Patches contributed by Eötvös Lorand University
commit aea25401c3347d9f3a64ebdc81043be246a9f631
Author: Ingo Molnar <mingo@elte.hu>
Date: Thu Aug 9 11:16:46 2007 +0200
sched: document nice levels
Document the design thinking behind nice levels.
Signed-off-by: Ingo Molnar <mingo@elte.hu>
diff --git a/Documentation/sched-nice-design.txt b/Documentation/sched-nice-design.txt
new file mode 100644
index 000000000000..e2bae5a577e3
--- /dev/null
+++ b/Documentation/sched-nice-design.txt
@@ -0,0 +1,108 @@
+This document explains the thinking about the revamped and streamlined
+nice-levels implementation in the new Linux scheduler.
+
+Nice levels were always pretty weak under Linux and people continuously
+pestered us to make nice +19 tasks use up much less CPU time.
+
+Unfortunately that was not that easy to implement under the old
+scheduler, (otherwise we'd have done it long ago) because nice level
+support was historically coupled to timeslice length, and timeslice
+units were driven by the HZ tick, so the smallest timeslice was 1/HZ.
+
+In the O(1) scheduler (in 2003) we changed negative nice levels to be
+much stronger than they were before in 2.4 (and people were happy about
+that change), and we also intentionally calibrated the linear timeslice
+rule so that nice +19 level would be _exactly_ 1 jiffy. To better
+understand it, the timeslice graph went like this (cheesy ASCII art
+alert!):
+
+
+ A
+ \ | [timeslice length]
+ \ |
+ \ |
+ \ |
+ \ |
+ \|___100msecs
+ |^ . _
+ | ^ . _
+ | ^ . _
+ -*----------------------------------*-----> [nice level]
+ -20 | +19
+ |
+ |
+
+So that if someone wanted to really renice tasks, +19 would give a much
+bigger hit than the normal linear rule would do. (The solution of
+changing the ABI to extend priorities was discarded early on.)
+
+This approach worked to some degree for some time, but later on with
+HZ=1000 it caused 1 jiffy to be 1 msec, which meant 0.1% CPU usage which
+we felt to be a bit excessive. Excessive _not_ because it's too small of
+a CPU utilization, but because it causes too frequent (once per
+millisec) rescheduling. (and would thus trash the cache, etc.
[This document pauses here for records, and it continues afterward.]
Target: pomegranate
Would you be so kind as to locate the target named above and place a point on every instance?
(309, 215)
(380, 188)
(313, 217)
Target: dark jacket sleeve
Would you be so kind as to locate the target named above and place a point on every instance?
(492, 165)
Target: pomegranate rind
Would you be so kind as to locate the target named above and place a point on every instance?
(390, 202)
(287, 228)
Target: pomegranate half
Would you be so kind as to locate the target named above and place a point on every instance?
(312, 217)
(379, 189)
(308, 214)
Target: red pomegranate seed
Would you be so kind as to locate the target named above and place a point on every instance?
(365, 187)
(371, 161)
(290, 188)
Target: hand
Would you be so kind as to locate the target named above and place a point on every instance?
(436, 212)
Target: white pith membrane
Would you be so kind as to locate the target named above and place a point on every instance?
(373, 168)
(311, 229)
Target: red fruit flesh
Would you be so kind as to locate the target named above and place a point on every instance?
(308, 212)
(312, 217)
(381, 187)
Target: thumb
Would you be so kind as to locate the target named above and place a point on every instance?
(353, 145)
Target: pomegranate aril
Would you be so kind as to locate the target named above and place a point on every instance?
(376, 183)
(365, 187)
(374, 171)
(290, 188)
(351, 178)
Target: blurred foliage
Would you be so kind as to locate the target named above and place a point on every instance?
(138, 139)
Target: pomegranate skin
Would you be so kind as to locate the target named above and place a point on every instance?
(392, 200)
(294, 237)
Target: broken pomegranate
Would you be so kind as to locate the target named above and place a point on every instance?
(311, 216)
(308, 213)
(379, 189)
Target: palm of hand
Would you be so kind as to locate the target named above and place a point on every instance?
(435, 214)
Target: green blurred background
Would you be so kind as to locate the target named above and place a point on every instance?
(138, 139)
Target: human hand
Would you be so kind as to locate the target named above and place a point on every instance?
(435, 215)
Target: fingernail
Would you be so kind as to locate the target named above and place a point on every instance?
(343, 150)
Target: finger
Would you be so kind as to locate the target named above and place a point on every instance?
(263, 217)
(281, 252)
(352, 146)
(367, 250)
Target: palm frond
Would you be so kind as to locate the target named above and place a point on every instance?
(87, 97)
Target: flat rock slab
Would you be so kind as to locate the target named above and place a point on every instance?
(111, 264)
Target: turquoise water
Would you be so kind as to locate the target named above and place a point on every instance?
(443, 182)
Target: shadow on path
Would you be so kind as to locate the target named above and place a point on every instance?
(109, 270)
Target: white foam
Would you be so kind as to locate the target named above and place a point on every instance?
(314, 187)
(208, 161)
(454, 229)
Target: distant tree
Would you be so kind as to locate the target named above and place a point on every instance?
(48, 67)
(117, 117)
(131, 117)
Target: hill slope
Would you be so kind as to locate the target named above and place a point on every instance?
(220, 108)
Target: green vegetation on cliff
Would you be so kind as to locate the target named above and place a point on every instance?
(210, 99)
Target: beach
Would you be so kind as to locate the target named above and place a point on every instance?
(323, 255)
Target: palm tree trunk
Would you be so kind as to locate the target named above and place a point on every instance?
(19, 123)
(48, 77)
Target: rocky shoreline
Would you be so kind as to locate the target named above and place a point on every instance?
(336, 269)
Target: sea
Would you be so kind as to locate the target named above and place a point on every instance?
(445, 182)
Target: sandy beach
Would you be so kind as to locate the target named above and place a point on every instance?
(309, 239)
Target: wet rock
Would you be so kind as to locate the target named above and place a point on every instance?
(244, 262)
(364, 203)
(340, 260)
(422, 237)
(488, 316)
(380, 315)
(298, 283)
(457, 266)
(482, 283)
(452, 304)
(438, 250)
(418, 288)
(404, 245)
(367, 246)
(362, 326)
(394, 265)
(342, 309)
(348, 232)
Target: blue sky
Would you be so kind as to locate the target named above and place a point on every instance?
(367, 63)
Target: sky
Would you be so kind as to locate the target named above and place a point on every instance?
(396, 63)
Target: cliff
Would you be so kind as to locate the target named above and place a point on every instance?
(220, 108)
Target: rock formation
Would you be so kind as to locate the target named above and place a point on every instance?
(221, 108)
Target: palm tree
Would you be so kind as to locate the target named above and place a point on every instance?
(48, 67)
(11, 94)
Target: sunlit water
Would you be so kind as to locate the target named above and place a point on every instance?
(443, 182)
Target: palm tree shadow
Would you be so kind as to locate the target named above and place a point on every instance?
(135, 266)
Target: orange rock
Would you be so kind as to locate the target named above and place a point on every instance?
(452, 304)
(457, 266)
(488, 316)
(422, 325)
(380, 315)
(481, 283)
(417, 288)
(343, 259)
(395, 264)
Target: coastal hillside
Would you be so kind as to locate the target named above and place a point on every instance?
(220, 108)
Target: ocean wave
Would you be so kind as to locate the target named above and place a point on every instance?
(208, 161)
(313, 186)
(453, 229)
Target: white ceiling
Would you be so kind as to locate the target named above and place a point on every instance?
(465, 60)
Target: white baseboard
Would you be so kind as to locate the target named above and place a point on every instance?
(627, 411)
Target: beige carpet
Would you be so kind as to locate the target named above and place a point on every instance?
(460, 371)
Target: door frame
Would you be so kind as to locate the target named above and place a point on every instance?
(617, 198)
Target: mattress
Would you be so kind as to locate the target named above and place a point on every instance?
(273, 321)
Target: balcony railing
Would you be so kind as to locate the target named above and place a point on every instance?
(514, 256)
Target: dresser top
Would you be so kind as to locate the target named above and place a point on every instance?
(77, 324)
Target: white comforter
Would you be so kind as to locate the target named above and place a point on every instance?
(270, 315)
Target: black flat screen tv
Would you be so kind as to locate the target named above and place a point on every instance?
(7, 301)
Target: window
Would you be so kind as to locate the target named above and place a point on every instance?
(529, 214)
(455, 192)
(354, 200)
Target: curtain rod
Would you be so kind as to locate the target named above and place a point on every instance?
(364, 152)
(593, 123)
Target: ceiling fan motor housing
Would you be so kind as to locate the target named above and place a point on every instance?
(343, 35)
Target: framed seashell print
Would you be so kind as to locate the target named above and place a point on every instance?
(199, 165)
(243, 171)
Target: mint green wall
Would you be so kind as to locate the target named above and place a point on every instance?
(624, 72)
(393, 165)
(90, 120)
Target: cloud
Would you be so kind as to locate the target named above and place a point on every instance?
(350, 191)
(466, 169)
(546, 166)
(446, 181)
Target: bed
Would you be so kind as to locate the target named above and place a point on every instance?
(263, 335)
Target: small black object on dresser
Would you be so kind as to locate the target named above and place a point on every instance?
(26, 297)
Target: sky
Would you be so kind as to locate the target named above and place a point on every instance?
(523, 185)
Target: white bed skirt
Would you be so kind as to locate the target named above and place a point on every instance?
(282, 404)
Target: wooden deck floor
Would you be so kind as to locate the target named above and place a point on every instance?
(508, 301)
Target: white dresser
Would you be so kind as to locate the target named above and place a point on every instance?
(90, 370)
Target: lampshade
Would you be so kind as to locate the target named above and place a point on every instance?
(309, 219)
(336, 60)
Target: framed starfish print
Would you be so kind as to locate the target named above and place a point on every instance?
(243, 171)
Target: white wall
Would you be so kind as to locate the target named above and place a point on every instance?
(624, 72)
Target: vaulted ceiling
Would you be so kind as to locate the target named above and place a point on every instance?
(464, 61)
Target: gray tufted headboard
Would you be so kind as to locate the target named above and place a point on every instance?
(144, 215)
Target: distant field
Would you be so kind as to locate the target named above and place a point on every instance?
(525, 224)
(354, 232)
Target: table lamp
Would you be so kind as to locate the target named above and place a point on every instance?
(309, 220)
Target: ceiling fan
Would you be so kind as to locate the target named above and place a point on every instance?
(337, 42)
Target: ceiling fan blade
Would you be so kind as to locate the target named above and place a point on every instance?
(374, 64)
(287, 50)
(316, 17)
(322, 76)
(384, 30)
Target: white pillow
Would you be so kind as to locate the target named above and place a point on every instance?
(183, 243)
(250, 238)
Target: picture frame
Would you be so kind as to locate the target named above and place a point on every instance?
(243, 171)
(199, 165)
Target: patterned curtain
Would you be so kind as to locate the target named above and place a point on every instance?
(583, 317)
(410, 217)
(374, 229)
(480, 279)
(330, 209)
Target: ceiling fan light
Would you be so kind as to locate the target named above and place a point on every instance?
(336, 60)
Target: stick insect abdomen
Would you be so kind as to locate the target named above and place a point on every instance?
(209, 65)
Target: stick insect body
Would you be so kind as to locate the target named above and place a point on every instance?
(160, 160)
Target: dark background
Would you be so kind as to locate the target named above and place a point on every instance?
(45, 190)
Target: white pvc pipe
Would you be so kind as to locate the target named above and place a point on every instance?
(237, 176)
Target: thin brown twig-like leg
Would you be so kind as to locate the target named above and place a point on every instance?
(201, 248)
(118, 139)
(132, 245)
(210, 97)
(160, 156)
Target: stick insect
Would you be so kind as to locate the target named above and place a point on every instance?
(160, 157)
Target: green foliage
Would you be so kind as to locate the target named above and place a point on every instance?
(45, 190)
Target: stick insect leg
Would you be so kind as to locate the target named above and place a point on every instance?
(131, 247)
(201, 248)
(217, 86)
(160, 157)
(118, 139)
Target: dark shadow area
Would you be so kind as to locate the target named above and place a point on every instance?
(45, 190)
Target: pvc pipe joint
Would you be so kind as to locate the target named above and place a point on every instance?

Remember,
+this was long ago when hardware was weaker and caches were smaller, and
+people were running number crunching apps at nice +19.)
+
+So for HZ=1000 we changed nice +19 to 5msecs, because that felt like the
+right minimal granularity - and this translates to 5% CPU utilization.
+But the fundamental HZ-sensitive property for nice+19 still remained,
+and we never got a single complaint about nice +19 being too _weak_ in
+terms of CPU utilization, we only got complaints about it (still) being
+too _strong_ :-)
+
+To sum it up: we always wanted to make nice levels more consistent, but
+within the constraints of HZ and jiffies and their nasty design level
+coupling to timeslices and granularity it was not really viable.
+
+The second (less frequent but still periodically occuring) complaint
+about Linux's nice level support was its assymetry around the origo
+(which you can see demonstrated in the picture above), or more
+accurately: the fact that nice level behavior depended on the _absolute_
+nice level as well, while the nice API itself is fundamentally
+"relative":
+
+ int nice(int inc);
+
+ asmlinkage long sys_nice(int increment)
+
+(the first one is the glibc API, the second one is the syscall API.)
+Note that the 'inc' is relative to the current nice level. Tools like
+bash's "nice" command mirror this relative API.
+
+With the old scheduler, if you for example started a niced task with +1
+and another task with +2, the CPU split between the two tasks would
+depend on the nice level of the parent shell - if it was at nice -10 the
+CPU split was different than if it was at +5 or +10.
+
+A third complaint against Linux's nice level support was that negative
+nice levels were not 'punchy enough', so lots of people had to resort to
+run audio (and other multimedia) apps under RT priorities such as
+SCHED_FIFO. But this caused other problems: SCHED_FIFO is not starvation
+proof, and a buggy SCHED_FIFO app can also lock up the system for good.
+
+The new scheduler in v2.6.23 addresses all three types of complaints:
+
+To address the first complaint (of nice levels being not "punchy"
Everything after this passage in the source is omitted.